Beijing Key Laboratory of Farmland Soil Pollution Prevention and Remediation, Key Laboratory of Plant-Soil Interactions of the Ministry of Education, College of Resources and Environmental Sciences, China Agricultural University, Beijing, 100193, PR China.
Beijing Key Laboratory of Farmland Soil Pollution Prevention and Remediation, Key Laboratory of Plant-Soil Interactions of the Ministry of Education, College of Resources and Environmental Sciences, China Agricultural University, Beijing, 100193, PR China.
Chemosphere. 2021 Feb;264(Pt 1):128417. doi: 10.1016/j.chemosphere.2020.128417. Epub 2020 Sep 23.
As contamination of rice plants has aroused worldwide concern because of the threats posed to human health through its accumulation in the food chain. However, no data are currently available on the effect of Se nanoparticles (SeNPs) on the fate of As in higher plants, and previously reported relationships between As and Se are inconsistent. Therefore, in this study, the possible mediating roles of SeNPs or selenite on the uptake, translocation, subcellular distribution, and transformation of arsenite and arsenate in rice seedlings (Oryza sativa L.) were investigated through hydroponic experiments. The results showed that, when supplied as arsenite and arsenate, selenite significantly increased root As uptake by 71.7% and 45.9% but decreased shoot As content by 48.9% and 52.4%, respectively. In comparison, the reducing effect of SeNPs on shoot As content (37.1%) was only significant in arsenite-treated rice plants. Furthermore, selenite significantly reduced and increased the As content of different shoot and root subcellular fractions, respectively; and SeNPs also led to a dramatic decrease in the As content of the different shoot subcellular fractions of arsenite-treated rice plants. Moreover, As(III) and As(V) content was reduced in rice shoots while enhanced in rice roots by selenite. Generally, neither As(III) nor As(V) content in rice tissues was dramatically changed by SeNPs. Our results indicate that both SeNPs and selenite are effective in mitigating As toxicity in rice plants, although selenite showed a stronger inhibiting effect on As translocation.

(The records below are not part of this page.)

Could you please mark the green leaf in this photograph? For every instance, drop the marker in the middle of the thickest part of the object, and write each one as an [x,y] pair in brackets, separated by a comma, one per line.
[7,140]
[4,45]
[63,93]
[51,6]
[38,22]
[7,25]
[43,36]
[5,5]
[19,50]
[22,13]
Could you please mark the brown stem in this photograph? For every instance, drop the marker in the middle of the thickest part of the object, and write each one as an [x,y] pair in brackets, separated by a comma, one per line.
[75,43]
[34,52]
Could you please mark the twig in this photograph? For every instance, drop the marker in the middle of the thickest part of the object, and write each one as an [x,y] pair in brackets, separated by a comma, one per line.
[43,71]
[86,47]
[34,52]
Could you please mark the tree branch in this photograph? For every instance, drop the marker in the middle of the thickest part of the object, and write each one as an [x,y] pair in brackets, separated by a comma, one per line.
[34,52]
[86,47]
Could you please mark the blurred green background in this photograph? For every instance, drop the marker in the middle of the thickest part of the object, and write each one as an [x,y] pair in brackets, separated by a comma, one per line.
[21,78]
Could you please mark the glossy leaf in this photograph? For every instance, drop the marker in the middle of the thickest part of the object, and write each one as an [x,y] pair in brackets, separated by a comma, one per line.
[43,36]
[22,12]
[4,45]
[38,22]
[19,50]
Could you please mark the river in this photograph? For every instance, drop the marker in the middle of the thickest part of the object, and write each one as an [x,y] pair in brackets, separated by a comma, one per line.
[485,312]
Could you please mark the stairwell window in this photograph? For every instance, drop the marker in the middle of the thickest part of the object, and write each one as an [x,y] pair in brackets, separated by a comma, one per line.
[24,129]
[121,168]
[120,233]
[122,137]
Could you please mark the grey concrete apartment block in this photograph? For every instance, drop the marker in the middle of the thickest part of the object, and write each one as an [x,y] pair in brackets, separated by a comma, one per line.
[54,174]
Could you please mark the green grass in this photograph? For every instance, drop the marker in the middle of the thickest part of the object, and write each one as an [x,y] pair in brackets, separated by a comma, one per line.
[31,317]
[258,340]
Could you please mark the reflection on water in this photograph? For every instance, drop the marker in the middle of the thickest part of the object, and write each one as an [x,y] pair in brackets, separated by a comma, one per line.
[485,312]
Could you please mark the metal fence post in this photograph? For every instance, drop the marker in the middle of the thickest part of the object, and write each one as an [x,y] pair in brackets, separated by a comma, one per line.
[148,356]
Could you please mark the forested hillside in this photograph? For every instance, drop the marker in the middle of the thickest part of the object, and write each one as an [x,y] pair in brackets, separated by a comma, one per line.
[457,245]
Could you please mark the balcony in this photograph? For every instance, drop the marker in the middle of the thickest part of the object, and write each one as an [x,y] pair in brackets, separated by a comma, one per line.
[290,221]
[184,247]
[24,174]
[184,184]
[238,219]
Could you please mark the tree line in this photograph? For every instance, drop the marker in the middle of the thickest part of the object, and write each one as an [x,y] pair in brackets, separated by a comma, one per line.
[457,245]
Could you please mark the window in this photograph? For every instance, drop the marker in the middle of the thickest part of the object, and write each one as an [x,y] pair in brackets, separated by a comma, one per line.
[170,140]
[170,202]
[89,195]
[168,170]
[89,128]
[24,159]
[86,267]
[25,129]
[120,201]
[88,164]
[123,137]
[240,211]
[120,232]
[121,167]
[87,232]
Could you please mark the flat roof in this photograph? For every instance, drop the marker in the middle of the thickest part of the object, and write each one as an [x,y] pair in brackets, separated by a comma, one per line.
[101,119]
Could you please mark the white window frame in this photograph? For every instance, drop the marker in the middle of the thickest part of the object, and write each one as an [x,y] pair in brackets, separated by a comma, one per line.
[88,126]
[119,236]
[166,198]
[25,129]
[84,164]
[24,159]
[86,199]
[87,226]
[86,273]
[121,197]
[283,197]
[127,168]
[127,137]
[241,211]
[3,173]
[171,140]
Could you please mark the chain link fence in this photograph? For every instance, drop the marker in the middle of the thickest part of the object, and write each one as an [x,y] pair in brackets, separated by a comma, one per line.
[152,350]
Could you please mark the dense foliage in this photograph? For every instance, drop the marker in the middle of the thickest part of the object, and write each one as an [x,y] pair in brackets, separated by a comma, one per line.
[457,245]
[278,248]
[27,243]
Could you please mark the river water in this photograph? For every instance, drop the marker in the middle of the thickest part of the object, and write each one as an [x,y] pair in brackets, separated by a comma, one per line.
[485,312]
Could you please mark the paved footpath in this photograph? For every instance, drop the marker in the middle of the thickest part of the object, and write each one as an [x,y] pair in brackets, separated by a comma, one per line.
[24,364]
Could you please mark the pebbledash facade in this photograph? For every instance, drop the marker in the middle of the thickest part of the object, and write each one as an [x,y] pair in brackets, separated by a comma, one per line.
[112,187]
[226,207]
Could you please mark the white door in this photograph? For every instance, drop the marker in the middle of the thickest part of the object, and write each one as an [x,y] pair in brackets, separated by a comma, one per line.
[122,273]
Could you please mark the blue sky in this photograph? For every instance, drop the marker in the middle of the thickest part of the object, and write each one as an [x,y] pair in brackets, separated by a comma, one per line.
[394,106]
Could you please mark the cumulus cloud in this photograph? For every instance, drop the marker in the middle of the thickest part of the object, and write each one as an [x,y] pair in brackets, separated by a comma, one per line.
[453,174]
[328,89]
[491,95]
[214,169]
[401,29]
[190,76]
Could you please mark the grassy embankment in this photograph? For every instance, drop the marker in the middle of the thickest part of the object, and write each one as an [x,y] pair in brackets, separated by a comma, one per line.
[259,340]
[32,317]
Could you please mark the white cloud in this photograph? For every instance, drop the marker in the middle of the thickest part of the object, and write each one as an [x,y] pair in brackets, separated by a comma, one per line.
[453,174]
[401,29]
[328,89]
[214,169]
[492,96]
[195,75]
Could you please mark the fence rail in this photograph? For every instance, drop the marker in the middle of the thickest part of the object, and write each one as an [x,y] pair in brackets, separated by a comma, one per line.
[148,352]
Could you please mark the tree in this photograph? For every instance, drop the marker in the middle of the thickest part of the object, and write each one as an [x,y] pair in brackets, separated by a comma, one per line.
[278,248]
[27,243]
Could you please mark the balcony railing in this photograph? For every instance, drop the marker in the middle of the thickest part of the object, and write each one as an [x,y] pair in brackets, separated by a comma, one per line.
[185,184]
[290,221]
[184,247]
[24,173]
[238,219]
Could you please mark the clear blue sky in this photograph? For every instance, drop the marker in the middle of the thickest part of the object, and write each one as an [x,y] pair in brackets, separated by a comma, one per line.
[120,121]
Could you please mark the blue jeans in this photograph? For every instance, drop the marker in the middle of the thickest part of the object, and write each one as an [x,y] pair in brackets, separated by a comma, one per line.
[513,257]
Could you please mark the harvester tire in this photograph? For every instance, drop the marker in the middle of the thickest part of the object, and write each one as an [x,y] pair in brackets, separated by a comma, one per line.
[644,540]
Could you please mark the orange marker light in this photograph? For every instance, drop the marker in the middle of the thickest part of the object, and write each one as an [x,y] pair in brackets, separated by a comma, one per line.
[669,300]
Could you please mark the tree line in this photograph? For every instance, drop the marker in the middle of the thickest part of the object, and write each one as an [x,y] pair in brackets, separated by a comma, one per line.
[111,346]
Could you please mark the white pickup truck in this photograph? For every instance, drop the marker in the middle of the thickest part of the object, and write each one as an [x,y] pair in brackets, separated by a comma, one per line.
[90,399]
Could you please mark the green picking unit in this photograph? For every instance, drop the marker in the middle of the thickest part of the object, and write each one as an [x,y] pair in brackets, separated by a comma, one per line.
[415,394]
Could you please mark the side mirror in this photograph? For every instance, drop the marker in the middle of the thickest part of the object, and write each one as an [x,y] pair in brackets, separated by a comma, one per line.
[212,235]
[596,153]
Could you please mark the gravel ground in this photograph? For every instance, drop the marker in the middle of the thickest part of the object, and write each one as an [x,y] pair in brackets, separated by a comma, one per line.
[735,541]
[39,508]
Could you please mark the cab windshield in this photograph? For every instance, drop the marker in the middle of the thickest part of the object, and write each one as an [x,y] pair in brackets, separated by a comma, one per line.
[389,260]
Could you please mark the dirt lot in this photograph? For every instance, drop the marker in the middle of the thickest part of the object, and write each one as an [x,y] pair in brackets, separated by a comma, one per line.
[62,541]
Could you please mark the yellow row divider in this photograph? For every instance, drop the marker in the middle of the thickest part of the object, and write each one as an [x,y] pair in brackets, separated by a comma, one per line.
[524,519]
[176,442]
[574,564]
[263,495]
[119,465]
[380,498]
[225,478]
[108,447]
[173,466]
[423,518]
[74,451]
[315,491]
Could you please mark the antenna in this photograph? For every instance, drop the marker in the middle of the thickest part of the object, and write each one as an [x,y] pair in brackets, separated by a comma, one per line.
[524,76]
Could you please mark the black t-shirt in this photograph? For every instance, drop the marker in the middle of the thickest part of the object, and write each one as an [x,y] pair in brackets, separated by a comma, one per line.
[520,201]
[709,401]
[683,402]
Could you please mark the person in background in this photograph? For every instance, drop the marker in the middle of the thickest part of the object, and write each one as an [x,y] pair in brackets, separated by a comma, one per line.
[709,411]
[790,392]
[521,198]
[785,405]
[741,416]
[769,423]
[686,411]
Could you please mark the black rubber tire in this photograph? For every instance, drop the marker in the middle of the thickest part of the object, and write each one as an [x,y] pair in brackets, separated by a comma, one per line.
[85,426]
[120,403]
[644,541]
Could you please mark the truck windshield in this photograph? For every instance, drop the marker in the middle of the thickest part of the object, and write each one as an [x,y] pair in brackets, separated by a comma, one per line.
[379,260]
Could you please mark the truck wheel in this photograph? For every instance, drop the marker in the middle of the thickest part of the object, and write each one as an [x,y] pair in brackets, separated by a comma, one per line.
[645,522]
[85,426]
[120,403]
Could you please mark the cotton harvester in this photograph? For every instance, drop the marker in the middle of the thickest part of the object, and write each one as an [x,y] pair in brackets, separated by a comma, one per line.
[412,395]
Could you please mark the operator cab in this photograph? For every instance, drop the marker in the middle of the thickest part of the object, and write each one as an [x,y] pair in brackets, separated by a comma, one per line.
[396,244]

由于其在食物链中的积累对人类健康构成的威胁,水稻植株的污染已引起全球关注。然而,目前尚无关于硒纳米颗粒(SeNPs)对高等植物中砷命运的影响的数据,并且先前报道的砷与硒之间的关系不一致。因此,在这项研究中,通过水培实验研究了 SeNPs 或亚硒酸盐对水稻幼苗(Oryza sativa L.)中砷酸盐和亚砷酸盐的吸收、转运、亚细胞分布和转化的可能介导作用。结果表明,当作为砷酸盐和亚砷酸盐供应时,亚硒酸盐分别显著增加了根系砷的吸收 71.7%和 45.9%,但降低了地上部砷含量 48.9%和 52.4%。相比之下,SeNPs 对地上部砷含量的降低作用(37.1%)仅在砷酸盐处理的水稻植株中显著。此外,亚硒酸盐显著降低和增加了不同地上部和根部亚细胞部分的砷含量;而 SeNPs 也导致砷酸盐处理的水稻植株不同地上部亚细胞部分的砷含量显著降低。此外,亚硒酸盐降低了水稻地上部的砷(III)和砷(V)含量,同时增加了水稻根部的砷含量。通常,SeNPs 既没有显著降低水稻组织中的砷(III)含量,也没有显著增加其砷(V)含量。我们的结果表明,SeNPs 和亚硒酸盐均能有效减轻水稻植株中的砷毒性,尽管亚硒酸盐对砷的转运具有更强的抑制作用。